A. KALP YETMEZLİĞİNDE MEDİKAL TEDAVİ:

(İlaç tedavisi) Kalp yetmezliğinde kullanılan ilaçları iki gruba ayırmak mümkündür. Bunlardan bir kısmı hastaların zaman zaman doktor kontrolünde olmak kaydıyla evlerinde de kullanabilecekleri ilaçlardır. Bunların başında idrar söktürücüler gelir. DİÜRETİKLER denilen bu ilaçlar vücuttaki fazla sıvının böbrekler yoluyla atılmasını sağlar. Gerçekten de kalp yetmezliği tedavisinde son derece etkilidirler. Diüretikler sıvı ile beraber vücuttan sodyum ve potasyum gibi elektrolitlerin de atılımına neden olur. Böbrek fonksiyonlarını etkileyebilir, ürik asit ve kolesterol yükselmelerine neden olabilir. Ritm bozukluklarına zemin hazırlayabilir. Bu nedenle mutlaka doktor kontrolünde uygulanmaları gerekir. İkinci grup ilaçlar ise ACE inhibitörleridir. “ Angiotensin Converting Enzyme Inhibitor” leri denilen bu grup ilaçlar , damarlarda ciddi büzücü etkisi olan Angiotensin 2 denilen maddenin oluşumuna engel olurlar. Böylece küçük damarlarda genişlemeye neden olarak hem tansiyonu düşürür hem de kalbin önündeki yükü azaltırlar. Bu ilaçlar tıbbi kullanıma girdiğinden beri çok yaygın bir kullanım alanı bulmuşlardır. Bu gün de hipertansiyon tedavisinde ilk kullanıması gereken ilaçlardır. Böbrek problemi olanlarda çok dikkat edilmelidir. Kullananlarda öksürük oluşturma yan etkileri yaygındır.Atardamarlarda ve toplardamarlarda genişlemeya neden olan damar genişletici (vazodilatatör) ilaçlar da kalp yetmezliği tedavisinde yaygın olarak kullanılırlar.
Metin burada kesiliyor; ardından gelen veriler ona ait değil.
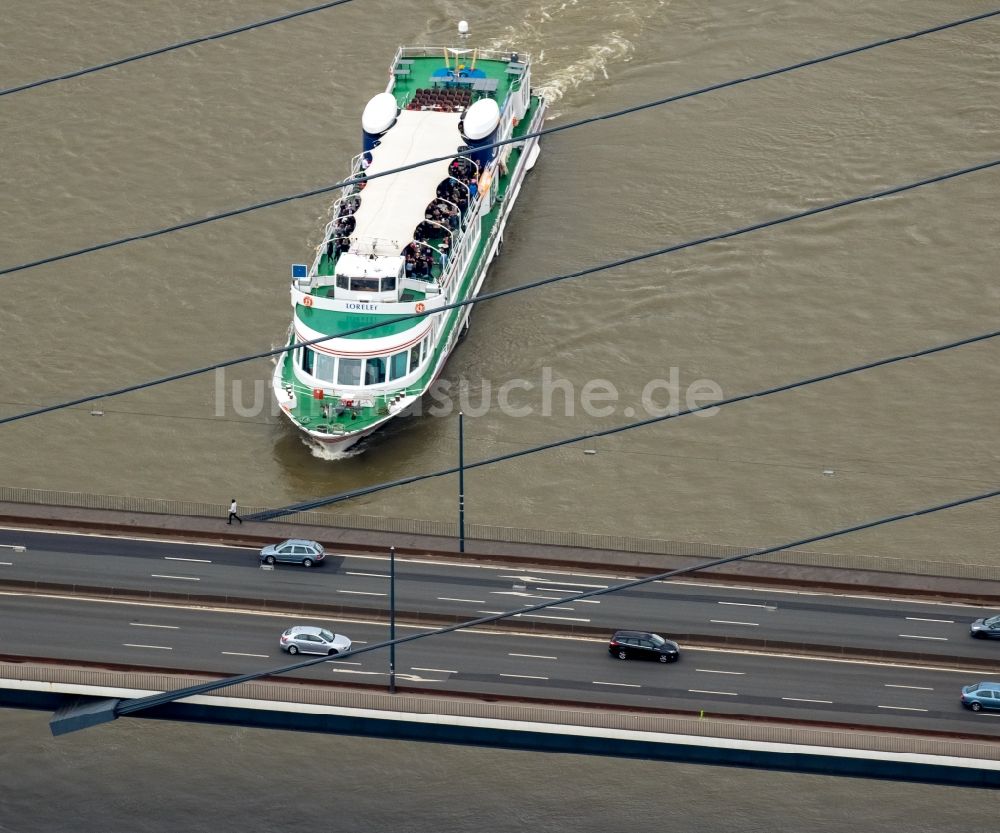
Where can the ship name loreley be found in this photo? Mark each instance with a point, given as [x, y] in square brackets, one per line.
[409, 242]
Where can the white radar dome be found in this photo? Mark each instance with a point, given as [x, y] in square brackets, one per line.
[481, 119]
[379, 113]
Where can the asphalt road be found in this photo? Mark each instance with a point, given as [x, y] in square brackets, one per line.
[564, 668]
[935, 630]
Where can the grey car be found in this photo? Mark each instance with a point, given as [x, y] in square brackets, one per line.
[305, 639]
[294, 551]
[979, 696]
[986, 628]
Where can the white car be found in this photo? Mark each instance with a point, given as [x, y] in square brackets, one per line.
[304, 639]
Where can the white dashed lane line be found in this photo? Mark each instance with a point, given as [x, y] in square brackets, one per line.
[806, 700]
[148, 625]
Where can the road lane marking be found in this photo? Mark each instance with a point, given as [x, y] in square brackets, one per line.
[147, 625]
[568, 588]
[534, 580]
[522, 594]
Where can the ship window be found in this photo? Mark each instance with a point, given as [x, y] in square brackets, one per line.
[324, 367]
[375, 371]
[349, 372]
[397, 365]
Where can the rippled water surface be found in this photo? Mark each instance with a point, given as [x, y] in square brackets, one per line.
[276, 111]
[148, 777]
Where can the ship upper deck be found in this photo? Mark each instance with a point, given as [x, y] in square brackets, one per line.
[482, 72]
[393, 206]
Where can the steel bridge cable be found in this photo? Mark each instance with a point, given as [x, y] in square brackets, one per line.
[193, 42]
[127, 707]
[488, 296]
[530, 135]
[304, 506]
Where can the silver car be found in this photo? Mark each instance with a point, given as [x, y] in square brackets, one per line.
[304, 639]
[986, 628]
[294, 551]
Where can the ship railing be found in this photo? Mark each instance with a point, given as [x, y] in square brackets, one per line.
[506, 55]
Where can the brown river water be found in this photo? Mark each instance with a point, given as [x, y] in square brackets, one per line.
[276, 111]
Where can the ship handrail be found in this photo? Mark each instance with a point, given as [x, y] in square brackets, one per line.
[481, 54]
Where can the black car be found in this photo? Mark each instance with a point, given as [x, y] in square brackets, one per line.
[643, 645]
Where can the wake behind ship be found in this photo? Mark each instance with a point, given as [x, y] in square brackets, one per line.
[409, 242]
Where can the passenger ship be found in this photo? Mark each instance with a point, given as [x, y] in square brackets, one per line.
[409, 242]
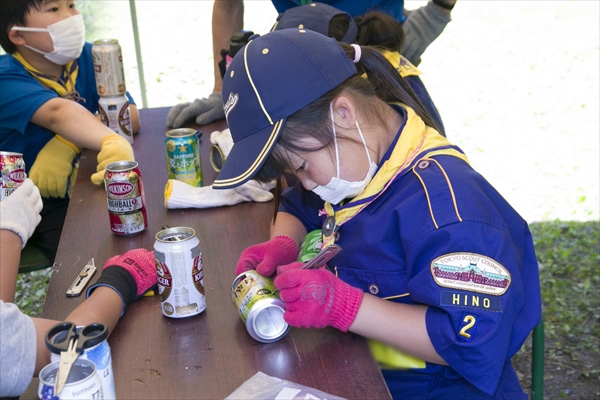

DİGOXİN denilen kalp kasılmalarını arttıran ilaçlar, kalp hızını azaltarak kalbin iş yükünü azaltan Beta bloker ilaçlar sıklıkla kullanılan ilaçlardır.

Yukarıdaki tedavilere rağmen kalp yetmezliği belirtileri kontrol altına alınamazsa hastaların hastaneye yatırılarak tedavi edilmeleri gerekebilir. Bu durumda ikinci gruptaki tedaviler devreye girer. Yukarıdaki tedavilere ek olarak İNOTROP denilen ilaçlar kullanılabilir. Bu ilaçları genelliklşe hastaları yakın izlemde tutarak kullanmaktayız.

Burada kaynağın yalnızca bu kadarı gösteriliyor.